- Start the virtual environment:
source /venv_02035622_06038567/bin/activate - Install the required Python modules:
python -m pip install -r requirements.txt
- Verify installation by running the main program:
python main.py
This project aims to predict midprice differences over 87 steps in a limit order book (LOB). It integrates handcrafted financial features, signature transforms, and optimized machine learning techniques, primarily using LightGBM.
The data goes through the following pipeline before being passed to the LightGBM model:
- Financial Feature Extraction: Extracts financial features from LOB data to provide dimensionality reduction and better insights into the data. Forward-fills missing rate values and sets missing sizes to zero.
- Feature Scaling & Normalization: Normalizes the rows for consistency.
- Rolling Windows: Converts these features into structured 87-step windows.
- Data augmentation and Signature Transform: Augment each window and transform it using the signature transform
The model employs financial indicators to capture key market microstructure patterns:
- Midprice & Spread: Identifies price movement trends.
- Order Flow Imbalance (OFI): Measures net liquidity changes and price direction shifts.
- Depth Imbalance: Assesses buy/sell pressure at different LOB levels.
- Market Depth & VWAP: Evaluates liquidity and weighted price levels.
- Momentum Indicators: Includes Stochastic Oscillator and price derivatives.
- Bid-Ask Spread & Relative Spread: Captures execution costs and market liquidity.
- Order Book Pressure (OBP): Measures the probability of price movement direction.
- Price and Size Derivatives: Estimates the rate of change in Bid and Ask Sizes and Prices at the first level.
The signature transform encodes sequential LOB movements and captures temporal dependencies effectively:
- Normalisation of the path: Normalise the path using a Standard Scaler.
- Lead-Lag Augmentation: Preserves order book variations.
- Time Augmentation & Basepoint: Restores the time reparameterization variance.
- Invisibility Reset: Provides information about the starting point of the path.
The core predictive model is LightGBM (LGBMRegressor), chosen for its efficiency and scalability with large datasets.
Other designs were considered, like RandomForest or a deep learning model for feature extraction, but they were too slow and inaccurate to be useful for the prediciton task.
Bayesian optimization (Hyperopt’s TPE) is used to fine-tune key hyperparameters:
- Learning Rate, Max Depth, Subsample, Drop Rate: Controls overfitting and improves generalization.
- Min Child Samples: Regularizes model training.
- Number of Estimators: Optimized for better predictive accuracy.
Other parameters, like window size and how much data trained the model, were chosen by running the model multiple times and picking the best results.
To efficiently handle large-scale data, the model uses incremental training with keep_training_booster=True, allowing for:
- Memory-efficient updates without retraining from scratch.
- Gradual model refinement as more data is processed.
- Train-Validation Split (80-20): Ensures generalization without overfitting.

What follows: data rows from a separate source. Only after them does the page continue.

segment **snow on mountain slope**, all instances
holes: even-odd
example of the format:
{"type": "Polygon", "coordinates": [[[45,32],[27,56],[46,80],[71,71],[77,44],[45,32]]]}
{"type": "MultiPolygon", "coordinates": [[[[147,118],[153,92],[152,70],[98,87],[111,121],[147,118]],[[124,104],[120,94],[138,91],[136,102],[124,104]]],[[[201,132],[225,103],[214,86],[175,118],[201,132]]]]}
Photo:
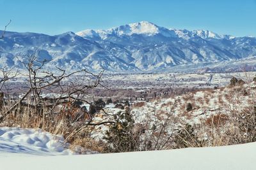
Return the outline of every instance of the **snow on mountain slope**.
{"type": "Polygon", "coordinates": [[[42,156],[74,154],[65,148],[66,145],[62,136],[40,129],[0,127],[1,159],[10,153],[42,156]]]}
{"type": "Polygon", "coordinates": [[[205,30],[169,29],[145,21],[54,36],[6,32],[0,39],[0,66],[20,67],[15,57],[22,57],[35,48],[41,50],[42,59],[51,60],[47,64],[50,68],[127,73],[172,71],[194,64],[195,71],[227,61],[244,59],[248,63],[247,57],[256,56],[256,38],[205,30]]]}
{"type": "Polygon", "coordinates": [[[256,143],[210,148],[56,157],[1,157],[3,169],[255,169],[256,143]]]}

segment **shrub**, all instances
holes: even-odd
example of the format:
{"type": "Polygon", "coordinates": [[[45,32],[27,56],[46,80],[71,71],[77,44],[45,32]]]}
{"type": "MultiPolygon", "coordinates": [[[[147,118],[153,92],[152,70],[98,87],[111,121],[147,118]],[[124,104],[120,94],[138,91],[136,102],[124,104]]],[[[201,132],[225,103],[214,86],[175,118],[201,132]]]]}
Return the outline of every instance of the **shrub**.
{"type": "Polygon", "coordinates": [[[193,110],[193,106],[191,103],[188,103],[186,106],[186,110],[188,111],[191,111],[193,110]]]}
{"type": "Polygon", "coordinates": [[[113,103],[113,102],[112,102],[111,98],[108,99],[107,102],[106,102],[106,104],[109,104],[109,103],[113,103]]]}
{"type": "Polygon", "coordinates": [[[125,152],[138,150],[137,138],[133,133],[134,120],[129,111],[118,112],[115,117],[116,124],[111,125],[106,133],[110,152],[125,152]]]}
{"type": "Polygon", "coordinates": [[[135,103],[133,104],[133,106],[134,106],[134,107],[135,107],[135,108],[141,108],[141,107],[144,106],[145,104],[145,102],[141,101],[141,102],[135,103]]]}
{"type": "Polygon", "coordinates": [[[206,119],[205,124],[208,126],[214,125],[214,127],[218,127],[219,125],[224,125],[227,120],[228,117],[225,114],[211,115],[206,119]]]}
{"type": "Polygon", "coordinates": [[[238,81],[238,80],[236,77],[232,77],[230,81],[231,85],[236,85],[238,81]]]}

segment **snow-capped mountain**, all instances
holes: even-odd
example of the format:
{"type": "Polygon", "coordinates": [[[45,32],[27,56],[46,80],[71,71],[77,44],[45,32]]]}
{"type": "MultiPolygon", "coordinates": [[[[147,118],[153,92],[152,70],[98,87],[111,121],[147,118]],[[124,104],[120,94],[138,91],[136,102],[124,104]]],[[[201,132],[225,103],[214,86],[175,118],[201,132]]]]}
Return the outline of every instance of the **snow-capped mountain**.
{"type": "Polygon", "coordinates": [[[53,36],[8,32],[0,40],[0,66],[17,66],[15,56],[22,56],[35,48],[41,50],[41,58],[51,60],[49,67],[172,71],[188,64],[192,64],[188,68],[194,70],[237,60],[250,64],[246,58],[256,56],[256,38],[235,38],[206,30],[167,29],[148,22],[53,36]]]}

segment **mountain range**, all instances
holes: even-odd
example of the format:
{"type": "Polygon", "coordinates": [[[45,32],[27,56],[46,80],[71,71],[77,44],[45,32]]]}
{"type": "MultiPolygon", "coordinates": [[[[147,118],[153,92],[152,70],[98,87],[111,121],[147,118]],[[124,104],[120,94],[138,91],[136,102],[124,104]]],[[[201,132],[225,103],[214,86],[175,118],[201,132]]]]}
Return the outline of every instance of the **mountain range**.
{"type": "Polygon", "coordinates": [[[0,67],[22,69],[20,59],[35,49],[40,50],[40,60],[49,60],[49,69],[86,67],[111,73],[256,70],[256,38],[167,29],[148,22],[56,36],[6,32],[0,39],[0,67]]]}

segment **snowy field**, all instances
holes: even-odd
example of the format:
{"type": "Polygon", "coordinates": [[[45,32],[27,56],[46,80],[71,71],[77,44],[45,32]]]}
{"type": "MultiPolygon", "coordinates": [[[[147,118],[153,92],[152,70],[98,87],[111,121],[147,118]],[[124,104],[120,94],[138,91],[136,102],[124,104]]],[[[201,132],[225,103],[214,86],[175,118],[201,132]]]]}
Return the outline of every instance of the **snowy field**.
{"type": "Polygon", "coordinates": [[[253,162],[256,160],[256,143],[163,151],[49,156],[70,153],[56,147],[60,143],[49,146],[49,139],[38,143],[41,143],[38,146],[35,145],[36,142],[32,142],[52,138],[48,133],[10,128],[1,128],[1,169],[250,170],[255,169],[253,162]],[[14,145],[19,146],[19,148],[13,148],[14,145]]]}
{"type": "Polygon", "coordinates": [[[109,74],[103,76],[105,85],[113,88],[211,87],[223,87],[236,76],[244,80],[252,78],[256,72],[226,73],[156,73],[109,74]]]}
{"type": "Polygon", "coordinates": [[[74,154],[67,149],[64,138],[41,129],[0,127],[0,157],[10,153],[42,156],[74,154]]]}

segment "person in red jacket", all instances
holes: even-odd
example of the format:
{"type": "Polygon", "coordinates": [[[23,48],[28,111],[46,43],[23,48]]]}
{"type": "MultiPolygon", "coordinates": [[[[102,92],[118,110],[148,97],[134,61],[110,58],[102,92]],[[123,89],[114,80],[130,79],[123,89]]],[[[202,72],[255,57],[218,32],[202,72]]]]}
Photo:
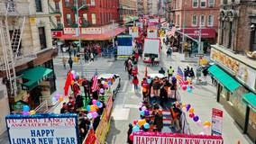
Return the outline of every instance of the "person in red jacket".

- Sequential Ordering: Maintains time-series integrity and prevents data leakage.
- Validation Set for Hyperparameter Tuning: Ensures unbiased performance assessment.
- Metric Used: R² Score – assesses the model’s ability to explain variance in midprice changes, achieveing an r2 score of 0.088.
- Incremental Model Updates: Enhances stability over long training periods.
- Noise Robustness: Signature features and OFI-based indicators reduce volatility.
- Open the
report_training.ipynbnotebook. - Run all the cells.
- Open the
report_evaluation.ipynbnotebook. - Run all the cells.
This approach integrates financial expertise, signature-based mathematical encoding, and optimized machine learning to develop a highly accurate and computationally efficient model for midprice prediction in high-frequency trading environments.